His mission is one of heavy burdens and responsibilities within a field that brings with it the very palpable risk of exhaustion and burnout.
During this period, the health ministers of many states were forced to resign because they failed to meet the nation’s expectations.
In Turkey, however, in confidence-exuding studies, Minister Koca always came out on top, and is continuing to do so.
Based on these studies, in a country like Turkey where political polarization is stark, it isn’t difficult to anticipate that most thank their lucky stars that someone like Fahrettin Koca was at the helm of the Ministry of Health.
Every now and then, I meet with Minister Koca to discuss an array of topics, including the fight against the pandemic.
During these meetings, I ask questions that large factions of the public are yearning to have answered on the trajectory of the pandemic, the burden of hospitals, vaccinations, and whether restrictions will be implemented once more.
In our latest conversation, new topics popped up on our agenda.
But, first, let me summarize what he had to say about the pandemic.
Before year’s end, Turkovac will be ready
There is no doubt that Turkey has put on a worthy performance when it came to vaccinating its citizens.
This is one of the main reasons for the increase in economic vitality, the upward trend in growth figures and the surge in exports.
Even though Turkey is a developing country, it hasn’t lagged behind developed countries in the vaccination process against COVID-19.
According to Minister Koca, Turkey has administered 118 million vaccinations so far nationwide, and ranks eighth in the world after China, India, Brazil, Japan, Mexico, and Indonesia with the number of vaccinations given.
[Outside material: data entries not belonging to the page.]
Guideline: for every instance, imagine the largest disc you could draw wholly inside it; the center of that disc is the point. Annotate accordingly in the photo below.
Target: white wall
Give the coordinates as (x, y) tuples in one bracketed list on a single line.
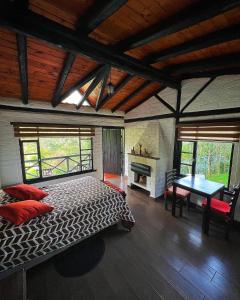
[(223, 92), (10, 163)]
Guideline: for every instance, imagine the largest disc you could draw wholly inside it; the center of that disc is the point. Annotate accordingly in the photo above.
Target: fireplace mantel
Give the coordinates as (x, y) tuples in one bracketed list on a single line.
[(149, 157)]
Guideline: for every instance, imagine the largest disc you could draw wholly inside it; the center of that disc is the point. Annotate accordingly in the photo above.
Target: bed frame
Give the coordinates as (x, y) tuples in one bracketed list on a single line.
[(13, 282)]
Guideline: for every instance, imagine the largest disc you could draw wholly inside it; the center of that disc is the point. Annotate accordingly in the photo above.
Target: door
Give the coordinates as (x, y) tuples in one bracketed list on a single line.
[(112, 151)]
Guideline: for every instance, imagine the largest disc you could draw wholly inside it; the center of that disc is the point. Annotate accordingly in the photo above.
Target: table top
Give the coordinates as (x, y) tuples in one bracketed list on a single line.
[(199, 185)]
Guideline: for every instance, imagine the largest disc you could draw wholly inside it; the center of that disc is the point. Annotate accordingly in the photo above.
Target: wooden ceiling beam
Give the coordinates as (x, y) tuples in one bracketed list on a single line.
[(23, 65), (221, 62), (116, 90), (160, 99), (104, 83), (78, 85), (197, 94), (62, 78), (190, 16), (98, 13), (145, 99), (213, 73), (99, 76), (52, 32), (133, 94), (202, 42)]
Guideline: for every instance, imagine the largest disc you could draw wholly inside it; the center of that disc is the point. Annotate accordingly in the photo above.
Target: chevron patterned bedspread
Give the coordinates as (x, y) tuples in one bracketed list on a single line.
[(82, 207)]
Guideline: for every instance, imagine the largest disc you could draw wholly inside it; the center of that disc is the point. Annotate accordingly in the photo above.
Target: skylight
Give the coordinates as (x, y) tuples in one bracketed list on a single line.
[(74, 98)]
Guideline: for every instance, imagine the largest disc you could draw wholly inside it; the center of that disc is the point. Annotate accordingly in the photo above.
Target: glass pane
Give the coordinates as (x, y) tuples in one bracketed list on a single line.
[(60, 155), (30, 147), (187, 147), (186, 158), (186, 170), (86, 143), (213, 160)]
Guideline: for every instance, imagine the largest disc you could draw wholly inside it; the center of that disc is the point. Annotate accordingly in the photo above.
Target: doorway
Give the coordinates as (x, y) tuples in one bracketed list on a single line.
[(113, 153)]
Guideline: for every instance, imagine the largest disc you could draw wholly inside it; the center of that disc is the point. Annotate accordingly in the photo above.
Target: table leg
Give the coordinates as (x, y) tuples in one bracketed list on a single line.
[(206, 216), (221, 194), (174, 201)]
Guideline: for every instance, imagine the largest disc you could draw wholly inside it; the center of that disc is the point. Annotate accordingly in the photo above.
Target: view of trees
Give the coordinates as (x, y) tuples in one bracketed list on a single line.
[(60, 155), (212, 160)]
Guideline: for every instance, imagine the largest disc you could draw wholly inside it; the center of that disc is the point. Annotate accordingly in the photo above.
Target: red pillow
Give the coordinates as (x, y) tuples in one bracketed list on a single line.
[(23, 211), (25, 191)]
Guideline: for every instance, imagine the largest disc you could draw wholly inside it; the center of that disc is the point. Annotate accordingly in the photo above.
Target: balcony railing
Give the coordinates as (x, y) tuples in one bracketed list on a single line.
[(60, 165)]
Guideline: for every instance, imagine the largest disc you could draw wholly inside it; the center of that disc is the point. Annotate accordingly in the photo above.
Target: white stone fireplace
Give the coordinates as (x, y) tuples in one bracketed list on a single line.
[(147, 182)]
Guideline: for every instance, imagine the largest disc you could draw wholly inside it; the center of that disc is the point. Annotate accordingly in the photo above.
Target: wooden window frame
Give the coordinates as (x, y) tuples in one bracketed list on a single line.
[(41, 178), (195, 145)]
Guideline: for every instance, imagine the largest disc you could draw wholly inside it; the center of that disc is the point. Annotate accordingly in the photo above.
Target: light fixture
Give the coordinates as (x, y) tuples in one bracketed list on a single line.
[(110, 86), (74, 98)]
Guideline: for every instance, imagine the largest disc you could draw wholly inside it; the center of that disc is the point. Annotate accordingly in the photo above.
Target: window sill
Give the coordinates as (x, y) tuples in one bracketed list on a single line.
[(37, 180)]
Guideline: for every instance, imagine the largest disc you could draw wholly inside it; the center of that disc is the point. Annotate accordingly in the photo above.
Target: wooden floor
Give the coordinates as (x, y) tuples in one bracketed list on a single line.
[(162, 258)]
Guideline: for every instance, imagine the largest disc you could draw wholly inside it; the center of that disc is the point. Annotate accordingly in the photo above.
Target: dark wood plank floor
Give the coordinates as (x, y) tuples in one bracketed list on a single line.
[(161, 258)]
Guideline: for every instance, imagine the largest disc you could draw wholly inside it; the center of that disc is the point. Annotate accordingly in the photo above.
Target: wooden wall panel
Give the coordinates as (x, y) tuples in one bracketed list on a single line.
[(124, 92), (9, 69), (144, 93)]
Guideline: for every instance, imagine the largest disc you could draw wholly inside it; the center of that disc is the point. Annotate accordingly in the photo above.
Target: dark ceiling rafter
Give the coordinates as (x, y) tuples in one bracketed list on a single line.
[(145, 99), (212, 39), (188, 17), (133, 94), (104, 83), (99, 76), (23, 65), (116, 90), (78, 85), (197, 94), (87, 23), (70, 58), (98, 13), (230, 60), (52, 32), (212, 73), (160, 99)]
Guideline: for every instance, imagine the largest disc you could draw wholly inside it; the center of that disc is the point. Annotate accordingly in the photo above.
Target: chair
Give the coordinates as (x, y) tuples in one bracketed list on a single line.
[(181, 194), (222, 210)]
These days, Koca spends a significant part of his time on developments related to Turkey's homegrown vaccine Türkovac.
The efforts carried out on Phase-3 studies have reached their final stage.
A second study is also being conducted to compare the efficacy of Sinovac and Türkovac.
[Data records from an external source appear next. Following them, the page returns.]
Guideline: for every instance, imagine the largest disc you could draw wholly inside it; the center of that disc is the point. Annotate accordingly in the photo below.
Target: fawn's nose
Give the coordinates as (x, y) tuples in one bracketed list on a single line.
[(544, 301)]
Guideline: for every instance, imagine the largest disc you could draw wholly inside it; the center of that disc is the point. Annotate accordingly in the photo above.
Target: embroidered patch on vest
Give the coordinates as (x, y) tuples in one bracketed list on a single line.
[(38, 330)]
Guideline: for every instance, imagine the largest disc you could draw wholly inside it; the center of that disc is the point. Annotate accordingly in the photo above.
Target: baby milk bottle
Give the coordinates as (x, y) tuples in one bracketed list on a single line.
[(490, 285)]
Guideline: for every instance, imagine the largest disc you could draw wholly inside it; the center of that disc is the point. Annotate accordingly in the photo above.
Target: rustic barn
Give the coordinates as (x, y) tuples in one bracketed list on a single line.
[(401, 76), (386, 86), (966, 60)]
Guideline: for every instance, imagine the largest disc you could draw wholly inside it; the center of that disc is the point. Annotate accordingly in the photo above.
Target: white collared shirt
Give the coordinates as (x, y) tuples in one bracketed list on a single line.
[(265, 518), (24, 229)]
As of Monday evening, when we had our conversation, the number of volunteers had reached 2600, and it was expected to reach the necessary 3,000 threshold by the end of the week.
Now, let me enlighten you on what else Koca had to say:
-Before year’s end, Turkovac will be given emergency production approval and start to be administered.
-Small-scale production has been completed. We’re waiting for urgent-use approval for large-scale production. Many countries, including Indonesia, Malaysia, are eyeing this vaccine as they find it safe.
Turkey will be among the first countries to use the COVID pill
Furthermore, I questioned Koca on the current burdens hospitals had to bear; here’s what he had to say:
For the past ten weeks, the burdens of hospitals have been stable. In fact, within the past week, a drop has been recorded in their occupancy rates.
“We aren’t considering any kind of lockdown, including the shuttering of schools, because we have the vaccine now.”
I also asked him when we could expect the coronavirus to transform into the seasonal flu:
“With the Covid pill, we expect the pandemic to become seasonal flu the following year.”
“We are working hard to get the Covid pill for our citizens. After the vaccine, we want Turkey to be one of the first countries to use the pill.”
Glad tidings for doctors with a specialty
Koca also mentioned that Turkey was in pursuit of new ways to lessen the burden of health workers and doctors, telling us extensively of his plans.
However, because final decisions have not yet been made, he wanted them to remain off the record.
However, what I can tell you is that very soon we may have some glad tidings for specialty training and personal rights of specialist doctors.